Recent Advances and Research

  • Role of IL-6 inhibitors: Tocilizumab and other biologics targeting interleukin-6 are being studied for steroid-sparing effects and management of refractory PMR.
  • Biomarkers for disease activity: Research is focused on identifying laboratory or imaging markers to predict relapse and guide therapy tapering.
  • Imaging advances: Musculoskeletal ultrasound, MRI, and PET-CT are increasingly used for early diagnosis, monitoring response to therapy, and detecting subclinical vascular inflammation.

References

  1. Salvarani C, Cantini F, Boiardi L, Hunder GG. Polymyalgia rheumatica. Lancet. 2008;372(9634):234-45.
  2. Mackie SL, Dasgupta B. Polymyalgia rheumatica and giant cell arteritis: Diagnosis and management. Br Med Bull. 2017;123(1):115-26.
  3. Dasgupta B, Cimmino MA, Maradit-Kremers H, Schmidt WA, Schirmer M, Salvarani C, et al. 2012 provisional classification criteria for polymyalgia rheumatica: A European League Against Rheumatism/American College of Rheumatology collaborative initiative. Arthritis Rheum. 2012;64(4):943-54.

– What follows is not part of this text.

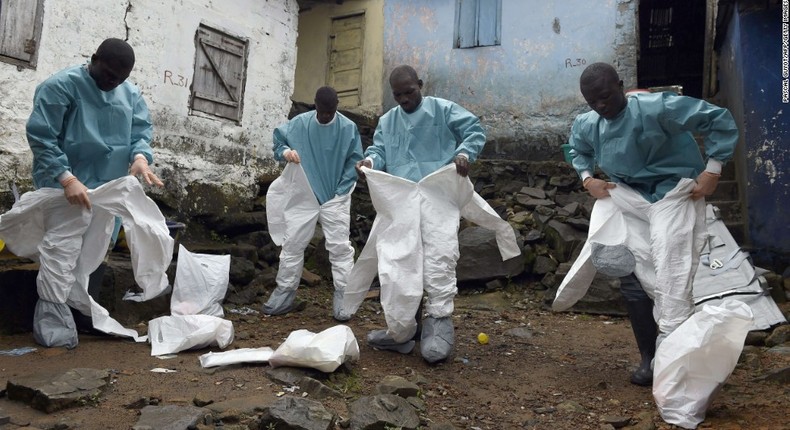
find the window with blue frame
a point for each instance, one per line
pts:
(478, 23)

  4. Cimmino MA, Salvarani C, Macchioni P. Polymyalgia rheumatica. Best Pract Res Clin Rheumatol. 2007;21(4):631-44.
  5. Hernandez-Rodriguez J, Segarra M, Vilardell C, Esteban MJ, García-Martínez A, Sánchez-Pacheco A, et al. Tocilizumab for the treatment of refractory polymyalgia rheumatica: A pilot study. Ann Rheum Dis. 2010;69(3):595-6.

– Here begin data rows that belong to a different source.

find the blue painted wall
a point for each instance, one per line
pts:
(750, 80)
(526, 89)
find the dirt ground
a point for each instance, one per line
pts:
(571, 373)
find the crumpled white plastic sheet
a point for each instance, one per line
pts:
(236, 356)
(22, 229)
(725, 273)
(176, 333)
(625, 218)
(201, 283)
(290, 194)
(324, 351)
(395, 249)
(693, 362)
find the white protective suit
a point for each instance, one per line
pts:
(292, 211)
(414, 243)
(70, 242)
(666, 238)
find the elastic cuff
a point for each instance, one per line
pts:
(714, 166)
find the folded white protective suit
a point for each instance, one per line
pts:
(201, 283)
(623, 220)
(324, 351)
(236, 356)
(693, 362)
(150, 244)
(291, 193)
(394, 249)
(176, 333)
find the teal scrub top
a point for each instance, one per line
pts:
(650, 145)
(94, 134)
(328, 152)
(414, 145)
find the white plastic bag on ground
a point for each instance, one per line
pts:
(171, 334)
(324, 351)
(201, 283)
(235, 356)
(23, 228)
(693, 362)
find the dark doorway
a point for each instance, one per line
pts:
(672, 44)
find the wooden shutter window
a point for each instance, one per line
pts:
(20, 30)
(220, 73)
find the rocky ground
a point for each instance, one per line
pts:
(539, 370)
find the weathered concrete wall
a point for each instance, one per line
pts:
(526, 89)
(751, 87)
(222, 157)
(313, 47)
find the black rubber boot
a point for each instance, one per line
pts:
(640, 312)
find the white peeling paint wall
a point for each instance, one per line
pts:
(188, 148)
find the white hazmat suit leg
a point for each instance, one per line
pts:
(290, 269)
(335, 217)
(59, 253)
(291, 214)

  6. Matteson EL, Dasgupta B. Polymyalgia rheumatica and giant cell arteritis. Springer; 2016.
  7. Stone JH, Hellmann DB. Polymyalgia rheumatica and giant cell arteritis. N Engl J Med. 2011;365:2447-55.
  8. Salvarani C, Hunder GG. Polymyalgia rheumatica and giant cell arteritis. Curr Opin Rheumatol. 2004;16(1):15-21.
  9. Dasgupta B, Borg FA, Hassan N, et al. BSR and BHPR guidelines for the management of polymyalgia rheumatica. Rheumatology (Oxford). 2010;49(1):186-90.